The pictures of water lapping over the Industrial Canal Levee in New Orleans look ominous. However, according to UC Davis levee expert Jeffrey Mount, what they really show is a levee working as it should.
"If designed well, levees can take over-topping. That is water over the top and running down the inside, and that's to be expected, and that's planned for in New Orleans," said Mount.
According to Mount, it is even OK for levees to spring a few leaks as they have during Hurricane Gustav.
"What people forget is that all levees leak. Water flows through the levees. After all, they're big piles of dirt," said Mount. "If they leak too fast, that's when they fail."

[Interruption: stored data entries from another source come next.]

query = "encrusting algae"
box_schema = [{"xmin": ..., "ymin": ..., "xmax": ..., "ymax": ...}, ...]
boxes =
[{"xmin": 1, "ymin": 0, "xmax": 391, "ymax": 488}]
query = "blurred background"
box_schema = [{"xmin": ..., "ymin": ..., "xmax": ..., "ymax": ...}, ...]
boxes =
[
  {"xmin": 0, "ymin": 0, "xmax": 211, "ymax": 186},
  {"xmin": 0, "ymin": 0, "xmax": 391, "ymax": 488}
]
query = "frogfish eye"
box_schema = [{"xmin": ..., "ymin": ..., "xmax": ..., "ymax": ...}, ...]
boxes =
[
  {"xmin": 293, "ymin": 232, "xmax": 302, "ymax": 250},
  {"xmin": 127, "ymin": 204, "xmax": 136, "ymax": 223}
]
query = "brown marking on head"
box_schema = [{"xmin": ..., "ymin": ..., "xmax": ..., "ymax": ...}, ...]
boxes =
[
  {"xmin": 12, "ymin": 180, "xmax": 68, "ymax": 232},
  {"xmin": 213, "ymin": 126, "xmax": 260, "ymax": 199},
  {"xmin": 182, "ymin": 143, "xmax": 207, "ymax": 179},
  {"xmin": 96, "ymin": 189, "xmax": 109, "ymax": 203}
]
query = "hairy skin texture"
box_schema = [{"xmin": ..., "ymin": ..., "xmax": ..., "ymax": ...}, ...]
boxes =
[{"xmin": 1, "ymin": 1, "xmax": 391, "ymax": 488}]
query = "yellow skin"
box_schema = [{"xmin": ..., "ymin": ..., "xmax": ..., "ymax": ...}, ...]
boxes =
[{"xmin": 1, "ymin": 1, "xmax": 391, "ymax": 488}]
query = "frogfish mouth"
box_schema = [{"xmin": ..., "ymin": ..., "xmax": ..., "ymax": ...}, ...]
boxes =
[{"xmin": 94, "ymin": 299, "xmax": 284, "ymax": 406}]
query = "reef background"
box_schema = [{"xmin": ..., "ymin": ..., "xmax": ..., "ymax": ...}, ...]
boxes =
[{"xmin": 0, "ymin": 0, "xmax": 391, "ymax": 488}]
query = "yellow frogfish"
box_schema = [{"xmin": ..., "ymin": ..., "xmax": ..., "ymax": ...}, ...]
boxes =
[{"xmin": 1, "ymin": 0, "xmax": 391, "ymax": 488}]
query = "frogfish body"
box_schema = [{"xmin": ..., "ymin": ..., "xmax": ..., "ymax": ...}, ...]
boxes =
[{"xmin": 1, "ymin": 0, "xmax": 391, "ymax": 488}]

That is what happened in 2005 when Hurricane Katrina put so much pressure on New Orleans' sub-par levees. They failed en masse, flooding 80 percent of the city.
Since then, many of those levees have been repaired to pre-Katrina levels, but a planned upgrade -- a strengthening of the system -- has yet to begin.
For instance, work on the Industrial Levee is not scheduled for completion until 2011.
"Had this been Katrina, we would've seen flooding again in New Orleans… exactly the same," said Mount.
Whatever Gustav's legacy in the Gulf region, levee experts believe the storm should serve as yet another wake-up call to California.
"This will remind us again that we have a long way to go and many billions of dollars to invest in the system to increase our protection," said Mount.
Emergency repairs aside, the levees that currently protect nearly two million people in Sacramento and the Central Valley remain extremely vulnerable -- earthen barriers that in many places are more than 100 years old.